My friend was stunned. His life was just as dreary as mine if not more so, and, yet, despite the physical, social, and financial woes that dogged his existence, he found my lack of concern for the New York Jets bewildering. In his mind, few things were more important than rooting for a bunch of strangers running around in costumes on television.

There’s nothing wrong with professional sports, of course. It’s fun going to or watching an occasional game. It’s even fun rooting for “your team.” But if you think sports are critical to life on earth, and you invest more time, emotion and money in them than you do your own finances, you will never be financially independent.

You consume too much mainstream news

Mainstream news today isn’t designed to make you a more thoughtful citizen. It’s designed to make you think the “system’s rigged,” opportunity is dead and your only hope is to give the guys and gals running Washington more control over your life. In other words, our country’s most high-powered journalists want you to be a well-mannered slave. Just kiss the rings of our glorious politicians and all will be well — you’ll have all the bread and circuses your benighted soul will ever need.

Life, however, isn’t a spectator sport — especially if you want to do something great like achieve financial independence and retire early. If you believe the crap peddled by mainstream news — that you have little agency over your circumstances and that financial success is only for the “privileged” few — you won’t come close to ever sniffing financial independence.

You have never been taught the art of being satisfied with enough

Mrs. Groovy and I recently bought a new-to-us car, a 2016 CR-V. Was it the best car Mrs. Groovy and I could afford? No. Mrs. Groovy and I could have easily bought the 2019 version of any of the most popular sedans or SUVs. But our 2016 CR-V with 32,000 miles was a huge improvement over our old car, a 2004 Camry with 192,000 miles. As far as fulfilling our transportation needs, the 2016 CR-V was more than enough.

There’s a big difference between what is enough — the minimum required to get the job done — and what you can afford. Does anyone really need a McMansion? Or a brand-new Cadillac Escalade? Or a Harvard education? Aren’t a humble cottage, a used but decent car and an education at a nondescript state college perfectly adequate?

If you’re constantly choosing afford over enough and you’re always flirting with the carrying capacity of your paycheck, you will never save and you will never know financial independence.

Read: Want to retire early? Tanja Hester went from freewheeling spender to financial independence, and says it’s simpler than you think

You’d rather wallow in victimhood than learn from the financially successful

Prior to my 40th birthday, I was the king of lamentations. “My financial life would be so much better,” I would torture myself. “If only…”

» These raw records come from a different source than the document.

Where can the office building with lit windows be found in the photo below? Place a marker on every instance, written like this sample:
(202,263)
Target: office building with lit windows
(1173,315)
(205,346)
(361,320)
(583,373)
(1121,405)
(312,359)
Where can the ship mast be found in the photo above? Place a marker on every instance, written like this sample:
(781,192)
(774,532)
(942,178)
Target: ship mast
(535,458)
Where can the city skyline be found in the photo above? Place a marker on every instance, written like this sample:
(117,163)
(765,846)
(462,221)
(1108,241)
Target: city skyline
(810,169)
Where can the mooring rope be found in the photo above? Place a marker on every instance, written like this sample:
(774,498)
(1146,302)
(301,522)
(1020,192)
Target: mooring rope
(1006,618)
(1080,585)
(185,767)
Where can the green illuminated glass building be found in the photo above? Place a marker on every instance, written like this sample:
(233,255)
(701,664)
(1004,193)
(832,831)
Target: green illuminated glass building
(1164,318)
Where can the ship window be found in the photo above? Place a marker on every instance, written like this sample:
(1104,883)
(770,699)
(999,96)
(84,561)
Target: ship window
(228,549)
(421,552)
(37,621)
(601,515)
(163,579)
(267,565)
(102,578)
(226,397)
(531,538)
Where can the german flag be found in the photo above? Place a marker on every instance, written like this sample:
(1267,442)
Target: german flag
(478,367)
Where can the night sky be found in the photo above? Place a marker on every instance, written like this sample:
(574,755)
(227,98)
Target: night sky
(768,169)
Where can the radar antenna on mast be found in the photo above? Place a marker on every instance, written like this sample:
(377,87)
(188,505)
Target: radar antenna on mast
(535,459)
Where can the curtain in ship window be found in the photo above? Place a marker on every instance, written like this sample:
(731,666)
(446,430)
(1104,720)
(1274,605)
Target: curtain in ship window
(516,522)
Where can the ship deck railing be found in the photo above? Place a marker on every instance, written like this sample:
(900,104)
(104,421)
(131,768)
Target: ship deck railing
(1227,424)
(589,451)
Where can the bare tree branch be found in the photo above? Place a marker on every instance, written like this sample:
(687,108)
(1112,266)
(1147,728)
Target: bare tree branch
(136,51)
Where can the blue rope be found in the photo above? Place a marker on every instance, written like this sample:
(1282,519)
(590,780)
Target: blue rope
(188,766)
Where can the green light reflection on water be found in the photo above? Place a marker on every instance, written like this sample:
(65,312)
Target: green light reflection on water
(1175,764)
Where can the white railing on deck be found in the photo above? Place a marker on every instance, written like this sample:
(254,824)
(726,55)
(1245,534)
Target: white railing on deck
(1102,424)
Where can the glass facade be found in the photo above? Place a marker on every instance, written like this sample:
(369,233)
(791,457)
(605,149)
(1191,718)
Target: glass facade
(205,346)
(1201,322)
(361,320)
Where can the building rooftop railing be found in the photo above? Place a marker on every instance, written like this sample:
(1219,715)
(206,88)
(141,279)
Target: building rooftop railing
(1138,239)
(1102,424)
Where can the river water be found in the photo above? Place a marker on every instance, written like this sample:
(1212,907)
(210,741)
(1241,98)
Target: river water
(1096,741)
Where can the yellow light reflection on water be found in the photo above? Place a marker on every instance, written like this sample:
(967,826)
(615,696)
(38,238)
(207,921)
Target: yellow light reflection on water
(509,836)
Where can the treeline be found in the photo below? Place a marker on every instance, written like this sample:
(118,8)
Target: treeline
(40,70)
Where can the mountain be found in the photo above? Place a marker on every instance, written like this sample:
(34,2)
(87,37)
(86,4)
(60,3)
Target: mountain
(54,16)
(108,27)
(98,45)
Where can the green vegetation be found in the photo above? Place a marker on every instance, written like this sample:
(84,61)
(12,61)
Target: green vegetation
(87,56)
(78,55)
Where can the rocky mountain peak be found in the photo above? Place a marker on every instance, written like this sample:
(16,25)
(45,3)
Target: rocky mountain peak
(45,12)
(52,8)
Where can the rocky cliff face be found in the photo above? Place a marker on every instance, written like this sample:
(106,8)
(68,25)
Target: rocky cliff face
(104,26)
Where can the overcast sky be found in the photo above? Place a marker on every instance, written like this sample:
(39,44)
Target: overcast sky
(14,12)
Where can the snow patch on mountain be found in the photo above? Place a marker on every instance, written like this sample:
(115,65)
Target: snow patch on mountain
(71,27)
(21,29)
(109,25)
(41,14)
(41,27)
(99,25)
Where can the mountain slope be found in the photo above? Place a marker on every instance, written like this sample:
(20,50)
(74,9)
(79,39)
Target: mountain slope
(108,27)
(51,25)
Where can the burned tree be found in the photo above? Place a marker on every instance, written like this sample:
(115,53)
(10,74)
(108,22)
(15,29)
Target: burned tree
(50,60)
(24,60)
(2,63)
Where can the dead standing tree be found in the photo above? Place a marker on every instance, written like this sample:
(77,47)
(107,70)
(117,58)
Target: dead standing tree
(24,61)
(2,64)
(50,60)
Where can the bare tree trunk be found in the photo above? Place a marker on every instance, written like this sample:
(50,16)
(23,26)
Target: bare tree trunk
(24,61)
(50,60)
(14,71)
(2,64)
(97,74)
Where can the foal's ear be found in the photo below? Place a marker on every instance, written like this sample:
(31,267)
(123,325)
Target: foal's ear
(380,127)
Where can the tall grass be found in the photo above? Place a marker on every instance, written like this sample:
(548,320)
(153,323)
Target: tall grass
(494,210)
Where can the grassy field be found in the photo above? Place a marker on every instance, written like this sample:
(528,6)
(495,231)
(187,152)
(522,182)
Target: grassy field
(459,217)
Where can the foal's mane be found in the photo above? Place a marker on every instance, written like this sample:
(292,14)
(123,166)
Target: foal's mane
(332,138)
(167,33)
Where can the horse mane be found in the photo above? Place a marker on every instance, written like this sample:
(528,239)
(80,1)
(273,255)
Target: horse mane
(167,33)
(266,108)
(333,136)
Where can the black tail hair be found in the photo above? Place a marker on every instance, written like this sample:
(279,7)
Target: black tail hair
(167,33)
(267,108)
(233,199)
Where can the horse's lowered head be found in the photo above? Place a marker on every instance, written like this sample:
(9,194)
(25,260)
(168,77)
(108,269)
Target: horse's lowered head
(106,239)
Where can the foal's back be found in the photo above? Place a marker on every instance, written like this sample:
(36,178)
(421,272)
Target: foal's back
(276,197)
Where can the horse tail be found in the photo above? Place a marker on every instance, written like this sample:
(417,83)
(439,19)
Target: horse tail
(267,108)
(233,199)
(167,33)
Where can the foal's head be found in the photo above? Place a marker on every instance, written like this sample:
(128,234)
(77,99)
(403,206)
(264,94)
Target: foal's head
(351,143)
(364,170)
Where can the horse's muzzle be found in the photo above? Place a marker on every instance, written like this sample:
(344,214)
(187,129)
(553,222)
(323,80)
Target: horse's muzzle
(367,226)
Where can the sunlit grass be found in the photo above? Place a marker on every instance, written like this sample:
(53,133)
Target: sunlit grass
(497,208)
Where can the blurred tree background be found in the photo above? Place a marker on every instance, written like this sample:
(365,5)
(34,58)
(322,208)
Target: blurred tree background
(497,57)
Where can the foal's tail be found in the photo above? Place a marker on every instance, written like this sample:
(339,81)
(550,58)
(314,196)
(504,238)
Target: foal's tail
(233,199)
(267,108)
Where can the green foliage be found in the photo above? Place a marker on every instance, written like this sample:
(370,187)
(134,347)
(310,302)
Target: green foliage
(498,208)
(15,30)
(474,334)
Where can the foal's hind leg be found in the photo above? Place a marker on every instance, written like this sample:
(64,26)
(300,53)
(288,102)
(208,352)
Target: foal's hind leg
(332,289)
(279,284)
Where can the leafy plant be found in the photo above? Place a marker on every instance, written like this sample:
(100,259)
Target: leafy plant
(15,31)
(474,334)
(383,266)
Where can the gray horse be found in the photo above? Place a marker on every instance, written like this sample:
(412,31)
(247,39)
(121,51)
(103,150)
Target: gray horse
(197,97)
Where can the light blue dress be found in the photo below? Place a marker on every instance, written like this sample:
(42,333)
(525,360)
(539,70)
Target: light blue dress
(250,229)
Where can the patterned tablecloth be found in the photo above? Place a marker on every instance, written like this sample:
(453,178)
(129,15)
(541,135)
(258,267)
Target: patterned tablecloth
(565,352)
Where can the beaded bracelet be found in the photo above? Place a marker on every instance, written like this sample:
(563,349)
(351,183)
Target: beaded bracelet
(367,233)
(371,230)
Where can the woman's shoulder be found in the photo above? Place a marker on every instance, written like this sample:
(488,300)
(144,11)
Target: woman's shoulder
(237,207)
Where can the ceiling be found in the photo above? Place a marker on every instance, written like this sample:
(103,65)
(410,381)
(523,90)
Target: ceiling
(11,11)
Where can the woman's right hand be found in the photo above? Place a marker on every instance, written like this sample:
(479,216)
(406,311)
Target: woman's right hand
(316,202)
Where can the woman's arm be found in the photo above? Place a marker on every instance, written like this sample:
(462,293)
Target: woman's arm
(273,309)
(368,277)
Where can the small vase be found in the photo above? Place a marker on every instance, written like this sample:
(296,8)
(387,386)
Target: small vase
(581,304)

• “I hadn’t been a sociology major in college.”

• “I hadn’t landed a job with such a dysfunctional municipality.”

• “I hadn’t been born on Long Island, one of the highest cost-of-living areas in the country.”

• “I wasn’t being screwed over by the politicians in Washington and Albany.”

• “I didn’t have such lousy connections.”

And here’s the rub. I had co-workers at my dysfunctional municipality who didn’t have college degrees, who faced the same financial headwinds that I faced, and who were thriving financially nonetheless.

I had friends and family members who couldn’t come close to outscoring me on the SAT but had no problem out-earning me and out-saving me.

And then there were the libraries and bookstores all around me. Each one of them had scores of personal finance books written by financially successful people. And all that financial wisdom was there for the taking — for free, or for less than the cost of a case of beer.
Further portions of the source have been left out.